I have games on different screens and I was wondering if I could put them
all together in a folder? How would I move the app if the screen is full?

Thanks


----------



## Betsy the Quilter (Oct 27, 2008)

Amyberta--

If you press and hold on any app, the apps will start wiggling and all will have a little red x in the corner.

If you then press and drag the app, you can move the app from one screen to another; just press and drag the screen to the right or left edge of the screen until the next screen appears.  

Once you are on the screen you want, drag the app on top of the other game.  A folder will be created.  You will have the opportunity to edit the name of the folder, but if they are similar apps, a name wil be suggested. 

The number of apps in any one folder is limited, I'll have to check--maybe 12?  16?  But you can have multiple games folders.  You can also, once you have the squiggly screen, delete apps or open up folders and move apps out of the folders.
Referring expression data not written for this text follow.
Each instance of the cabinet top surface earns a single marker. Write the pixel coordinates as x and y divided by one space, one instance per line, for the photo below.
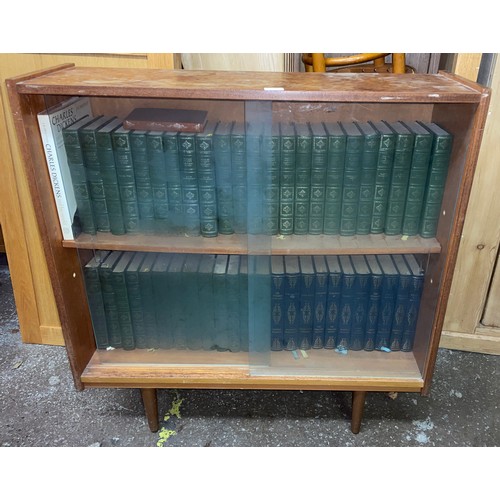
341 87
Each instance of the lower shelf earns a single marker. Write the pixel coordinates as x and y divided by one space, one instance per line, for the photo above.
321 370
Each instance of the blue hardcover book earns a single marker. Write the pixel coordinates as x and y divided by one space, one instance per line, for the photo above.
387 302
333 301
320 295
148 301
307 289
347 302
292 303
159 279
376 278
401 304
360 307
417 283
277 302
206 305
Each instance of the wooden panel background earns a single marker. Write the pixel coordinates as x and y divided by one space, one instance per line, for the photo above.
37 312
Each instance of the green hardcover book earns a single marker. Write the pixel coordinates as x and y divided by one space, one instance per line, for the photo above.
163 312
172 177
376 278
271 179
76 165
122 300
414 297
189 183
176 297
307 291
126 178
109 300
303 178
109 176
206 181
136 301
387 301
385 159
287 178
95 300
239 177
399 178
319 164
368 177
277 302
360 303
243 303
219 302
158 174
190 303
148 301
255 178
88 139
418 177
139 149
320 298
334 177
206 312
436 180
352 179
401 304
222 157
233 303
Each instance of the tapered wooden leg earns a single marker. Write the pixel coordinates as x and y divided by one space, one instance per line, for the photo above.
150 401
358 405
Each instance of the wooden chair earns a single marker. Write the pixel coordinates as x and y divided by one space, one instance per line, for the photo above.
356 63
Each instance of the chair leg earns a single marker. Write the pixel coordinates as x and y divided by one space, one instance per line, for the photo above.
150 401
358 405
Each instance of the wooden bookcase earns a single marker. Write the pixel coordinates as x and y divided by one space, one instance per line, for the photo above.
456 104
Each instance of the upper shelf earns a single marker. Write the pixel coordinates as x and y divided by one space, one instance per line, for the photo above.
338 87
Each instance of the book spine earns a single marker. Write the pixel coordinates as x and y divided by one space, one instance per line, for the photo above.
334 179
434 189
307 290
55 157
320 305
287 179
383 174
110 182
292 304
319 163
416 183
271 191
255 174
207 185
126 179
79 180
399 182
189 183
367 181
277 303
96 306
351 185
139 150
303 179
157 174
222 156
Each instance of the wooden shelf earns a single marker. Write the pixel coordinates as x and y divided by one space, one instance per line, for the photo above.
257 244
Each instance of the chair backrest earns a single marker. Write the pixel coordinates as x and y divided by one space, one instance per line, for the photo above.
318 62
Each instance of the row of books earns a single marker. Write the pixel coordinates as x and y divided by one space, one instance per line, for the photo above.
305 178
261 303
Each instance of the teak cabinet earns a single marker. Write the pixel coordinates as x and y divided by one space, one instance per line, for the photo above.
265 99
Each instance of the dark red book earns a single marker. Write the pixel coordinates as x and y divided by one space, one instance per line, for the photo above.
166 120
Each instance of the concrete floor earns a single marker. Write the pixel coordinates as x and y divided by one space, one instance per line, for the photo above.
39 407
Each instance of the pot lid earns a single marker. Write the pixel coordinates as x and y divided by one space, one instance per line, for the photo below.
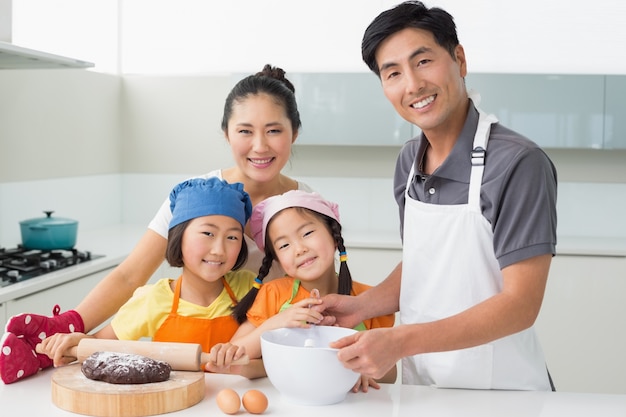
49 220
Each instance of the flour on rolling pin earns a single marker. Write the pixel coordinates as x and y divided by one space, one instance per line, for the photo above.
125 368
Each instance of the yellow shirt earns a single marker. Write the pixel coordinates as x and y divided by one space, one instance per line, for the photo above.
150 305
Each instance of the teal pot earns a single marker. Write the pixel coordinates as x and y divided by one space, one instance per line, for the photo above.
49 233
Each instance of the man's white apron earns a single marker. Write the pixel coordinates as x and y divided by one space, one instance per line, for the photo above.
449 265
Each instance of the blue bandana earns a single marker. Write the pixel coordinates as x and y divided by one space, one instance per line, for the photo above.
207 197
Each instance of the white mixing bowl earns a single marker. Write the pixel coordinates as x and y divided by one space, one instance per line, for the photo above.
303 368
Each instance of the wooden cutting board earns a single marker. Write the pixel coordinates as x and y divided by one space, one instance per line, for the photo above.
74 392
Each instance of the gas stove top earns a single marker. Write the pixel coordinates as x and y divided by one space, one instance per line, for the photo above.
19 264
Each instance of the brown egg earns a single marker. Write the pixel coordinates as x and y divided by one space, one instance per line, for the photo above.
254 401
228 401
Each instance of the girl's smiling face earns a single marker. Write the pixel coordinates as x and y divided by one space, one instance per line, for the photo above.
210 246
303 244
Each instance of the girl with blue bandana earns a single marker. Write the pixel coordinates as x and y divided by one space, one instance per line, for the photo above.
206 240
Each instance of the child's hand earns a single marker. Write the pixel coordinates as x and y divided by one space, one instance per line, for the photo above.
58 345
363 384
299 314
221 357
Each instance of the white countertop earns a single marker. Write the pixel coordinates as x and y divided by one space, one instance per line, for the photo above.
32 396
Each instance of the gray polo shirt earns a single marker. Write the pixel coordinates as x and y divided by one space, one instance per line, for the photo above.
518 194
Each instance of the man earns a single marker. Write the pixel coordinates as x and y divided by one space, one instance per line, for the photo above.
477 206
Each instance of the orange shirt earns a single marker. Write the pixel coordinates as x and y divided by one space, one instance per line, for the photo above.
273 294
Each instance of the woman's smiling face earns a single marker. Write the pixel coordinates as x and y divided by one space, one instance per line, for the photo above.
260 135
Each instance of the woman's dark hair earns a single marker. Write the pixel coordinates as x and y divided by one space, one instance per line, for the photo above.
345 278
410 14
271 81
174 251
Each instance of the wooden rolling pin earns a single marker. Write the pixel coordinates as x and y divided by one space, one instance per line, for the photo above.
180 356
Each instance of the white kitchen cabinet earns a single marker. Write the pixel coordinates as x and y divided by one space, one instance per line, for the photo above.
544 107
67 296
582 321
615 112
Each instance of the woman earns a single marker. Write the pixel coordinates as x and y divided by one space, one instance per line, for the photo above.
261 123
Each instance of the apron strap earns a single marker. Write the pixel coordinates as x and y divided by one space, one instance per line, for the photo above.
478 156
177 288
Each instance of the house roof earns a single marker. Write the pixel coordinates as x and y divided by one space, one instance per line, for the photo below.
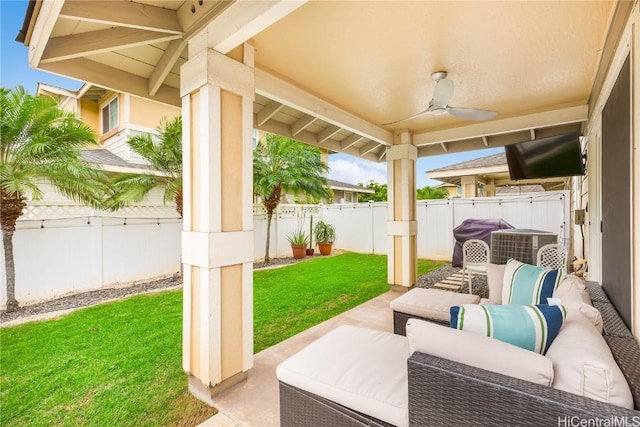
490 168
520 189
112 163
327 95
499 159
339 185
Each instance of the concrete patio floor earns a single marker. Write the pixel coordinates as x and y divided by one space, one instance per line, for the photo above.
255 402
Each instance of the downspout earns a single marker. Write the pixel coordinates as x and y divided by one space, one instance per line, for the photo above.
22 34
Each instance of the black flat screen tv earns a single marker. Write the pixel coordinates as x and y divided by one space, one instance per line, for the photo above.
551 157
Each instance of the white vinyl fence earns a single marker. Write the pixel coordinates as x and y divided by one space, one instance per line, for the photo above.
61 247
362 227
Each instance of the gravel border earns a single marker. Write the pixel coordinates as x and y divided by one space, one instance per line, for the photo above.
56 307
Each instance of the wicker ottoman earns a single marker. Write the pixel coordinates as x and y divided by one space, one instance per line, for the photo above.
426 304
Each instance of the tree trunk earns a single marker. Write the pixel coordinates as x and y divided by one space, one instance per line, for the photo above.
178 200
270 204
10 269
266 251
10 210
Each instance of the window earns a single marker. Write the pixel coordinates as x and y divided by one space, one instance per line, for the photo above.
348 197
110 116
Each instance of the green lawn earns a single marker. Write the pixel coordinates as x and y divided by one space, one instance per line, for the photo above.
120 363
291 299
115 364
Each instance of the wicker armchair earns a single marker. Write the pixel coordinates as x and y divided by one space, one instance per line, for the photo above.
446 393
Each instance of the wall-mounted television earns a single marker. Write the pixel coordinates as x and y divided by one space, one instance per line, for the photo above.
551 157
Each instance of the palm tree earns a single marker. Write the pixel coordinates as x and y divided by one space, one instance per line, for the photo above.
165 156
39 142
283 165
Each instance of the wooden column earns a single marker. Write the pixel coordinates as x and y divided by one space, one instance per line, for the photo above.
402 263
217 239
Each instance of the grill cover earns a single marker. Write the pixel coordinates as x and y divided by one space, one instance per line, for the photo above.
474 229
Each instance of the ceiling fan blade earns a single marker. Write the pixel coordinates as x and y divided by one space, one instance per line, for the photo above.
471 113
427 111
443 92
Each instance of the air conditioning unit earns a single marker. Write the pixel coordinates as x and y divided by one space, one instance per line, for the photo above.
522 245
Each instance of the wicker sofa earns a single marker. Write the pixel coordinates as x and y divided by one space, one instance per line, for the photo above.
442 392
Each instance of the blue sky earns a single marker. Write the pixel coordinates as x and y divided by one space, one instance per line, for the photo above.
15 71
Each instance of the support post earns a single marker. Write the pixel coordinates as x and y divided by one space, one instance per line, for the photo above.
402 227
217 240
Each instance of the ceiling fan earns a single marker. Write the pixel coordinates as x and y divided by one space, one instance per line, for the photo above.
439 104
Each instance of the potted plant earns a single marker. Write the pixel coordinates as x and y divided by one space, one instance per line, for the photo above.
325 236
299 241
310 250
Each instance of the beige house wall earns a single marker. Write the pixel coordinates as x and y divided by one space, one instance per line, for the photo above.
149 113
90 114
629 44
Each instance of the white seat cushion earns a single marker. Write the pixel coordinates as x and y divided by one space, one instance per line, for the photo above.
361 369
583 363
431 303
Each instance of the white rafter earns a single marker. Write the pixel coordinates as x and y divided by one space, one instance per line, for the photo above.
112 78
279 90
242 20
350 140
510 125
366 149
123 14
327 133
302 123
166 63
91 43
270 110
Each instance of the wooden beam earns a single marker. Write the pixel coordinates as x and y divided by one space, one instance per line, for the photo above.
310 138
45 21
302 124
366 149
269 110
166 63
550 118
279 90
614 35
327 133
497 140
350 140
112 78
242 20
123 14
94 42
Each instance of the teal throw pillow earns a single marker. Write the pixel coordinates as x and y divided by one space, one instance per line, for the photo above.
532 327
528 284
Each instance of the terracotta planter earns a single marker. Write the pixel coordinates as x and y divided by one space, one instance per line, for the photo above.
325 248
298 251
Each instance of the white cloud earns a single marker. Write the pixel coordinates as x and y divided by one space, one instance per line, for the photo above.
353 170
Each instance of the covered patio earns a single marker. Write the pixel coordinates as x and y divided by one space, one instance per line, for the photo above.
331 74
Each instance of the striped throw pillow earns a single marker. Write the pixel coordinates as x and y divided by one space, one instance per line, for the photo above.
528 284
532 327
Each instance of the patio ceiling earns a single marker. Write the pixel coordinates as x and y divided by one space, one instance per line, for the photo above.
329 73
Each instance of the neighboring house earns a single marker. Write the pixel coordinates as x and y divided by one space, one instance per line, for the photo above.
115 117
489 176
347 193
452 189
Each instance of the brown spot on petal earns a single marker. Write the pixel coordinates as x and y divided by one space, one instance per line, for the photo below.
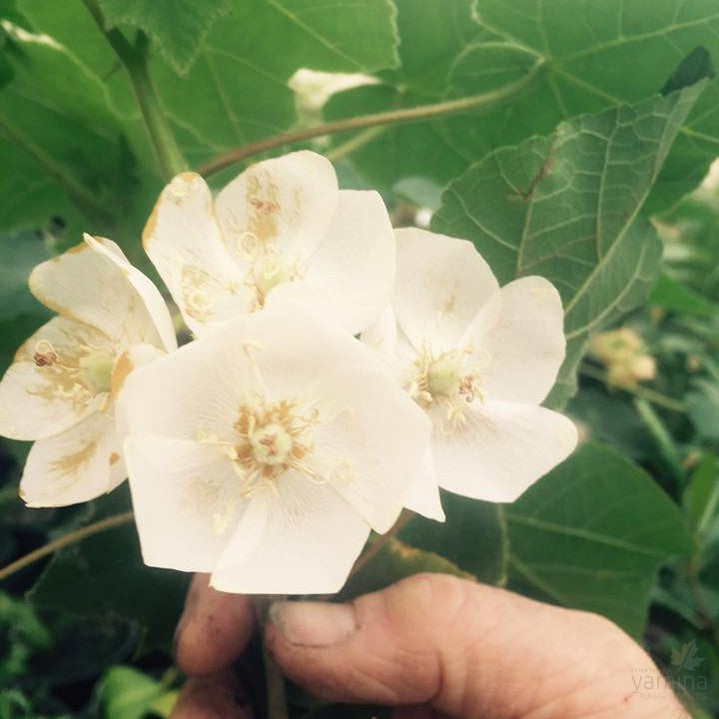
70 463
75 248
150 225
262 197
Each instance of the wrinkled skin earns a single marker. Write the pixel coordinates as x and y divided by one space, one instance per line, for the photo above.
431 646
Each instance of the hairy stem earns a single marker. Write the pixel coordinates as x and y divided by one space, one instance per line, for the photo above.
274 680
410 114
65 541
384 539
645 393
134 60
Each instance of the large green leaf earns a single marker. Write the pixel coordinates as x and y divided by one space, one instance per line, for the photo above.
73 135
566 207
473 537
177 26
586 49
237 90
127 693
62 141
592 534
104 574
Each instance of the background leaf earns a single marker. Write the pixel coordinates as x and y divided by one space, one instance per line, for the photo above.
105 574
566 207
592 534
585 48
177 26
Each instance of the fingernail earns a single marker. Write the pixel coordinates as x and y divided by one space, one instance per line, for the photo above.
313 624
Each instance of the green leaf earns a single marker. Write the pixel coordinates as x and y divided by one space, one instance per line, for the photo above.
61 139
703 408
672 295
129 694
591 535
105 574
19 253
177 26
236 91
701 497
566 207
585 50
696 66
472 537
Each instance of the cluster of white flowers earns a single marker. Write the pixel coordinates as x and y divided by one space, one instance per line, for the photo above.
266 449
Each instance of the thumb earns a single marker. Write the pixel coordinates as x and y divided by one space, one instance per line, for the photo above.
466 650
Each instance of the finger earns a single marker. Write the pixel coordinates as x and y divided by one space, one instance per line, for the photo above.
218 696
213 630
465 649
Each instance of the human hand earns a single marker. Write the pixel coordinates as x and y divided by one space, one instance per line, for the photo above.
431 645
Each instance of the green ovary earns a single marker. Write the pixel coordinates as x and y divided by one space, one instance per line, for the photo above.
443 376
97 370
271 445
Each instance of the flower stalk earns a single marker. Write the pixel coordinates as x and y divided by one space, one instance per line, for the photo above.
134 60
362 122
66 540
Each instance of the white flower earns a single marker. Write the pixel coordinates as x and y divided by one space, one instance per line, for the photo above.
479 360
61 387
281 229
264 452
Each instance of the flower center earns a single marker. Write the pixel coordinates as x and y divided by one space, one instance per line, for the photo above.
271 444
444 382
97 370
271 274
443 375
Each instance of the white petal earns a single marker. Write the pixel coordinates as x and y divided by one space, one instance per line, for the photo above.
40 401
183 241
92 284
441 284
502 450
310 542
518 341
423 495
74 466
182 494
381 335
351 274
369 435
281 206
145 288
195 392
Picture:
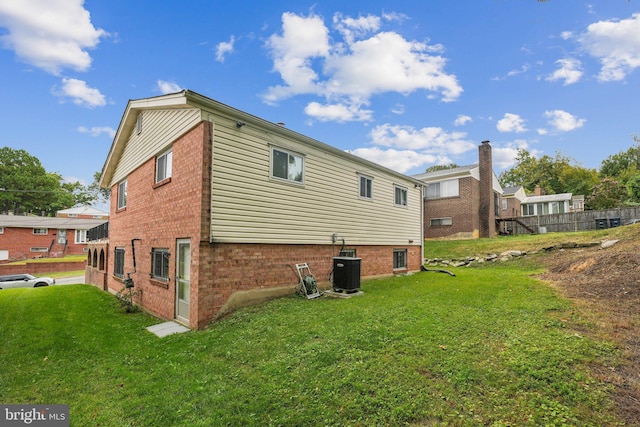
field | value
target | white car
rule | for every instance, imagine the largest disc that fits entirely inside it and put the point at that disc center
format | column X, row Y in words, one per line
column 24, row 281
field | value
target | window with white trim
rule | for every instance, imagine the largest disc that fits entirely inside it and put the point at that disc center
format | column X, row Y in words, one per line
column 400, row 195
column 122, row 194
column 366, row 187
column 287, row 165
column 435, row 222
column 399, row 259
column 118, row 262
column 448, row 188
column 163, row 165
column 81, row 236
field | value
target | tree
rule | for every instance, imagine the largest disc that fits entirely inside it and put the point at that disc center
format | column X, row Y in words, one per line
column 608, row 194
column 25, row 186
column 559, row 174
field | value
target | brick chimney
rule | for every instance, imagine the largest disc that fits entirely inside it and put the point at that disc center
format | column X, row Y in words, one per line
column 486, row 212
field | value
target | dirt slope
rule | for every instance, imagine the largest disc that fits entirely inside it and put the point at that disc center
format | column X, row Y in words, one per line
column 606, row 282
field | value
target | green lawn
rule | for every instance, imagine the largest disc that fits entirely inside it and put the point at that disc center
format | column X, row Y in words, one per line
column 491, row 346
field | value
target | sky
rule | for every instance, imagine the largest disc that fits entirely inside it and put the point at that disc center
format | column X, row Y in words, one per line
column 406, row 84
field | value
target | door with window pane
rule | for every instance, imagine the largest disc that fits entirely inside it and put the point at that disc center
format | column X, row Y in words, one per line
column 183, row 280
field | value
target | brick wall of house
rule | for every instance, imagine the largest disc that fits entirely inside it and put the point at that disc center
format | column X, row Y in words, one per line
column 21, row 241
column 238, row 267
column 156, row 216
column 461, row 209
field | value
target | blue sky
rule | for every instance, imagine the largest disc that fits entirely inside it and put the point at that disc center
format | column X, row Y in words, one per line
column 407, row 84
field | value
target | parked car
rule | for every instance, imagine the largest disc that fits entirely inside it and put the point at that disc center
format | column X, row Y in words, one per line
column 24, row 281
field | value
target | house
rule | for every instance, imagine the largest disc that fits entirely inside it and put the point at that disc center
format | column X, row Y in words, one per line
column 512, row 198
column 85, row 212
column 212, row 208
column 463, row 201
column 545, row 204
column 26, row 237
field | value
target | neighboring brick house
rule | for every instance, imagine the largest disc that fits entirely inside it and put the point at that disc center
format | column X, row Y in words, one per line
column 83, row 212
column 462, row 202
column 27, row 237
column 212, row 208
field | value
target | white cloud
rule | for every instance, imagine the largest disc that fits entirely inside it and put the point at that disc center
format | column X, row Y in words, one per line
column 223, row 48
column 462, row 120
column 433, row 140
column 616, row 43
column 49, row 34
column 505, row 157
column 400, row 161
column 563, row 121
column 165, row 87
column 96, row 131
column 366, row 62
column 80, row 93
column 569, row 71
column 337, row 112
column 511, row 123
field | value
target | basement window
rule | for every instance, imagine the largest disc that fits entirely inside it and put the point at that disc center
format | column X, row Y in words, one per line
column 435, row 222
column 399, row 259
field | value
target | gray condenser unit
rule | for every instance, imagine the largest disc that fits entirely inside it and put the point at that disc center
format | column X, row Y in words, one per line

Tap on the red x to delete the app.

Press the home button (the one button on the face of the iPad with the square on it) to get out of squiggly mode.

Hope this helps!

Betsy


----------



## amyberta (Dec 14, 2009)

Thanks Betsy,  I wasn't  sure if I. Could do that when the screen was full of aps. I'll give it
A try.


----------



## amyberta (Dec 14, 2009)

Betsy, I got the games into one folder, but I didn't change the name when I put them in, is there
a way to change it now?


----------



## Greg Banks (May 2, 2009)

I think if you go into the new folder, hold your finger on one of the icons until they start wiggling, the folder name will then be editable again.


----------



## amyberta (Dec 14, 2009)

Thanks, I'llgive it a try


----------